My how times have changed.

I borrowed the family history from a 96-year-old friend. She recorded the stories of her husband and his sisters, in 1996, before they passed away. The story started with a wedding in 1909 and chronicled life growing up on a Maryland farm outside of DC.

The first description to capture my imagination was from a rare trip to West Virginia to visit family. “There were no surfaced roads in the mountains, just wagon trails. The kids would get out of the car, and stand on the running boards, on the upper side of the car to keep it from upsetting.”

How do you celebrate your history and marvel at how things have changed?

I neglect to retell my personal stories, as I don’t think my kids are interested. Failing to recount our common stories is to the detriment of our shared lives.

We make memories when plans go wrong, and serendipity arrives on a white horse. No one remembers the hours in the garden until the rabbits eat the crop, the snake appears, or Dennis the Menace ravages the flowers with a lawn mower.

Life tends to get caught in the slipstream of the mundane and get quickly swept away. Better is to embrace the ordinary and recognize the interruptions as opportunities to make memories.

In the postcard, the eyes of the young man crossing the 1930’s street haunt me.
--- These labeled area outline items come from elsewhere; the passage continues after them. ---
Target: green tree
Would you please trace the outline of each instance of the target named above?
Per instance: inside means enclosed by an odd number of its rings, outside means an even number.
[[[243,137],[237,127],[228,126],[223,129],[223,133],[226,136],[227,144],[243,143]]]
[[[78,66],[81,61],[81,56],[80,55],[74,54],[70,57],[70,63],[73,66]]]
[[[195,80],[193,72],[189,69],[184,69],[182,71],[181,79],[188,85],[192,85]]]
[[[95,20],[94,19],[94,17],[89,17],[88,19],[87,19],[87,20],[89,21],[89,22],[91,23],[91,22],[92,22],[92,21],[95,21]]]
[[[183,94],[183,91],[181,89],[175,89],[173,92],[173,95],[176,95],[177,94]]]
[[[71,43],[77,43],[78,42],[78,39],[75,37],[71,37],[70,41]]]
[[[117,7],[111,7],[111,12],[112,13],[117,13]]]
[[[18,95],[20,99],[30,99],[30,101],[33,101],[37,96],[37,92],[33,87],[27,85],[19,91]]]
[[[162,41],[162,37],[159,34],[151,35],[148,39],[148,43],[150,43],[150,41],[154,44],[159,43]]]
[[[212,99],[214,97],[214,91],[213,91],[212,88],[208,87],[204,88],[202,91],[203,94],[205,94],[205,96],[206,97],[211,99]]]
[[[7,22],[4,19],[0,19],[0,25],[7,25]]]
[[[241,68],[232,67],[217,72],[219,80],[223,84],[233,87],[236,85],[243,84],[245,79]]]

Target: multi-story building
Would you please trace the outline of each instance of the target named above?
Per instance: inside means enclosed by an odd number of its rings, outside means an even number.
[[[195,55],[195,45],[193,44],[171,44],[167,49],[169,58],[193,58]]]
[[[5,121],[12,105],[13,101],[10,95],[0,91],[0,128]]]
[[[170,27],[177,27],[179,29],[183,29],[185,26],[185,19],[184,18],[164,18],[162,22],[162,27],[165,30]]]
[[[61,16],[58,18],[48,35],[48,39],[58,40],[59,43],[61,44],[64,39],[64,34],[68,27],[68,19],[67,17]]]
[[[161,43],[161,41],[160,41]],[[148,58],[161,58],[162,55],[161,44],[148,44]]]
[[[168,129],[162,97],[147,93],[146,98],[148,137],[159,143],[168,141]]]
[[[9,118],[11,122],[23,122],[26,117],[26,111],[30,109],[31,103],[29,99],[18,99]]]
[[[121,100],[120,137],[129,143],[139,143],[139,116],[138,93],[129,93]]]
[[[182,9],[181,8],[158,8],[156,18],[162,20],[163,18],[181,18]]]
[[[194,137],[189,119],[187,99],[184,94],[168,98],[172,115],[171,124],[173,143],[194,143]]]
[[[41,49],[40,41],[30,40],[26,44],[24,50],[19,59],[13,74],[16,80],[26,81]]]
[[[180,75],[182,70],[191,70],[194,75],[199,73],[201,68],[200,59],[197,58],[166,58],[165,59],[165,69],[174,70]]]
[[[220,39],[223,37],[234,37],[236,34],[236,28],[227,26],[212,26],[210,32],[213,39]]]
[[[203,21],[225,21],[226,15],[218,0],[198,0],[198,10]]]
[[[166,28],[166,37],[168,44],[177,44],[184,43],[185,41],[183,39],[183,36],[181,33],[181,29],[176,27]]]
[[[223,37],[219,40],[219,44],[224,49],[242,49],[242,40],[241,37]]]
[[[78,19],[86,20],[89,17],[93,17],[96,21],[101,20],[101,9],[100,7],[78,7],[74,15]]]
Who was he and where was he going? What remarkable girl made him smile? What anxieties kept him awake? Whatever happened to him? Did he even notice his picture being taken? For him it was just another ordinary day, yet preserved. Leaving me wondering 80 years later.
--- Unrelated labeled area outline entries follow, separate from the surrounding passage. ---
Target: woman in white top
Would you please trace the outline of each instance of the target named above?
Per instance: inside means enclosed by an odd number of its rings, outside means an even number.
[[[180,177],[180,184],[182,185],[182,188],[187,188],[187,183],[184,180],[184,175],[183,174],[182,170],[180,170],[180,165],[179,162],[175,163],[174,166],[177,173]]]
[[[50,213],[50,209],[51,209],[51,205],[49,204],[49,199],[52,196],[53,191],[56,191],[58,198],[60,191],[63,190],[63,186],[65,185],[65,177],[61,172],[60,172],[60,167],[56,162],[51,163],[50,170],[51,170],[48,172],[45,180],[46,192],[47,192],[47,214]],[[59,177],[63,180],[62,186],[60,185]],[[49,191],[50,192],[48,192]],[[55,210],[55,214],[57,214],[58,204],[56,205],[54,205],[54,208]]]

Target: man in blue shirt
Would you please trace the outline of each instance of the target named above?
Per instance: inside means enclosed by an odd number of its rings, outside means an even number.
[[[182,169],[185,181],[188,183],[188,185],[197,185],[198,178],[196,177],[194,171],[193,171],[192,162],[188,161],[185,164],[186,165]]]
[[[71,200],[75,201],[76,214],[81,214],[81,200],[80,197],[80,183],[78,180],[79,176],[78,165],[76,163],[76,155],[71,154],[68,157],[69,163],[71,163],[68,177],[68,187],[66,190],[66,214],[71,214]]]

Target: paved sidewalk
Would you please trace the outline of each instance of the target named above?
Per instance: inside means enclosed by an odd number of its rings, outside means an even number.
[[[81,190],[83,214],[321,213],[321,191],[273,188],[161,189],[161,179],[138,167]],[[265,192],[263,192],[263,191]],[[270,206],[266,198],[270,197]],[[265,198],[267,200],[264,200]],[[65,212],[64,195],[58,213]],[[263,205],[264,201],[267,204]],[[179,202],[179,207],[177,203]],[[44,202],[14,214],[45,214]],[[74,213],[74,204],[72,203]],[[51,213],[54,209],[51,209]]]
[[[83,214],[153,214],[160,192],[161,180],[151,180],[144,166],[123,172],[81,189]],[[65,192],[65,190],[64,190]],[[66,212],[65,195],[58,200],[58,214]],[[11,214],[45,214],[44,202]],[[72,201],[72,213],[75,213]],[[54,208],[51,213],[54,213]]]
How do I treat my mundane moments? Do I see this as a moment in my life never to be repeated? Moving the paper from the inbox to the outbox, or filling the toddler’s cereal bowl again; this is where life is lived. Would we treat it any different if it was to show up on a postcard in 80 years?

It is possible to appreciate grandpa sleeping in the recliner every Sunday afternoon and fireflies in pickle jars each late summer evening.

How can you celebrate the moments in your life together?

What experiences are waiting to be shared and laughed at?

What are your equivalent “kids on the running board” stories?